I have come to realise that what I called information wasn't, it was simply a cataloging of known facts.
boots sez:
"As I understood Zen's post, ..."
Definite subjectivity going on... I tend to read literally unless it's pretty obvious what's writ isn't intended to be taken as it's written, and by "pretty obvious" I mean hit me in the head with a stick obvious.
"I have come to realise that what I called information wasn't, it was simply a cataloging of known facts."
I'm not too bright, it's taken me a number of decades to realize that my catalog of facts amounted to a list of assumptions and that many of them were falacious.
Okay, I've re-read the post through. This time I'm not distracted by the apparent contradictions and I understand by and large what you're trying to put forth Zen.
I'm offering these comments without smartarsery, in all seriousness:
"Here is history in a nutshell: the ordinary people create value, wealth, whatever we call it..."

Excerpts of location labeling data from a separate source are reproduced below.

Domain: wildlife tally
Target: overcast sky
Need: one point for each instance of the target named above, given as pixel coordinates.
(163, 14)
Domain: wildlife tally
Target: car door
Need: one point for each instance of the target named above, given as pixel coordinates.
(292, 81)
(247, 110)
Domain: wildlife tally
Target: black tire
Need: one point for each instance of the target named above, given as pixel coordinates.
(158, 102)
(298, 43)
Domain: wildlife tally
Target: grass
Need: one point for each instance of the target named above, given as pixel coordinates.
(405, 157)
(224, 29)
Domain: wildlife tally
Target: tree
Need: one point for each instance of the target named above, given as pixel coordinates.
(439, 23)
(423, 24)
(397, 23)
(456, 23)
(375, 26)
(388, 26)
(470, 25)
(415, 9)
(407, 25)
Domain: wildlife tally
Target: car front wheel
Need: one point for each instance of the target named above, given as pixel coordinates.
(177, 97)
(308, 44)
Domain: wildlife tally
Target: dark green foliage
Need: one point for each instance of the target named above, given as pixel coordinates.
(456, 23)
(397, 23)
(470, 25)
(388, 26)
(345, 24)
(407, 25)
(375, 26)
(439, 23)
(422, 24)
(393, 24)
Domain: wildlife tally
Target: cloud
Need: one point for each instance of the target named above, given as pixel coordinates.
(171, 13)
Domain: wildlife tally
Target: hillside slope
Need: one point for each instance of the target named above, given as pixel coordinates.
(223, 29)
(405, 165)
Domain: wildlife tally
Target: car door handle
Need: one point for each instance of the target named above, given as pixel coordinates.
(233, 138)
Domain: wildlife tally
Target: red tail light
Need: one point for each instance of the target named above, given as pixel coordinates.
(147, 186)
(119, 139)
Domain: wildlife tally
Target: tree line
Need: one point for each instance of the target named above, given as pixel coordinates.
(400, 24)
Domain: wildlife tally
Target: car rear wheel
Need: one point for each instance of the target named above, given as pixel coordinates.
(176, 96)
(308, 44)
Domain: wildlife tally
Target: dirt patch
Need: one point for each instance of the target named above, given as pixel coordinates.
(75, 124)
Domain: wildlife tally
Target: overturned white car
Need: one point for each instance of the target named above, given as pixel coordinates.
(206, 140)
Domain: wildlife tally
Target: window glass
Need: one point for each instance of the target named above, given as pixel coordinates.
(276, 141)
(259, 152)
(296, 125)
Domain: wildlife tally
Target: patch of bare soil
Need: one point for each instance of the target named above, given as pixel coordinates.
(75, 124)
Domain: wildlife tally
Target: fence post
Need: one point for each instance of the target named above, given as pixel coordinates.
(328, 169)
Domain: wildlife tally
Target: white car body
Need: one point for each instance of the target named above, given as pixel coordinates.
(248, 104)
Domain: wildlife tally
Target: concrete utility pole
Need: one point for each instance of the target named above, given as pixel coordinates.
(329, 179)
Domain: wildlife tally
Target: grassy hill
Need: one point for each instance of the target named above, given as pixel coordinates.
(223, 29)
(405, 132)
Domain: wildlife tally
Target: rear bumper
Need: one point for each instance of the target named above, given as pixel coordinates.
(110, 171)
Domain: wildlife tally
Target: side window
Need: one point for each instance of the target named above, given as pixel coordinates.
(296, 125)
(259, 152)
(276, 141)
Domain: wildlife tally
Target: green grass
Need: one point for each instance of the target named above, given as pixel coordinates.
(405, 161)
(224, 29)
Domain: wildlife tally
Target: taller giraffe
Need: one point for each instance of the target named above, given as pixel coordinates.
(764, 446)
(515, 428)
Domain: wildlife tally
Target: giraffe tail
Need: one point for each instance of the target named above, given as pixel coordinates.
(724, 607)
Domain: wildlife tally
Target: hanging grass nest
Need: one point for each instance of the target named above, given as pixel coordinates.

I disagree. Ordinary people create nothing except more people. The fact that they are the machine that manufactures shoes does not mean they have created the shoes.
The man who invented the bow, the man who refined the bow into the compound bow, those men created something, they brought an idea into the world in material form. But those were not ordinary people by any means.
"... and people who have an information advantage steal it from them."
I disagree here also, it is people who have a manipulative advantage coupled with a lack of integrity who steal from others, whether or not they have any information advantage; having an information advantage does not make one a thief, it simply makes thievery easier.
"... I'm a smart and capable person, and given the opportunity, I'd be rich."
Here again I have a different take on it Zen.
Given the opportunity you would not be rich because that is contrary to your essential nature.
"... But I have no information that I can turn into dollars bar a knowledge of how English works, and that just isn't as valuable as knowing an oligarch."
Now here you are working along an entirely different tack. In one case you speak of an informational advantage as some view of things that lets you take value from others. Yet here you speak of informational advantage as though it can be traded for dollars. They are different things, at least in my view.
Now, you may delete this comment as you deleted my earlier one, there's no way I can force you not to. But knowing that you will at least read the comment when it arrives in your email, I want to tell you this: opportunity does not operate in random fashion.
Thanks for the post, Dr Z. It's this sort of thing that's kept me reading over the years, if only in the shadows.
Wish you the best.
boots, you are not sufficiently distinguishing the creation of information, in a broad sense, from the creation of wealth. (You could argue that information cannot be created, only discovered, and I intend to in a further post.)
You are also ignoring that a thief can only steal if he knows how to. How would you rob a bank? How do you know that that is a good method?
I don't see any problem in understanding that an information advantage could equally be used to steal value from those who create it and to acquire value from those who have a store of it. The mechanisms aren't the same, but your cavil basically would be the equivalent of saying that the thing a battery stores and the thing that runs your TV are not the same thing because one uses a chemical process to create it and the other a physical one. You simply are not pinpointing what each has in common.
boots sez:
I certainly agree with whatever you just said. Moving along smartly then.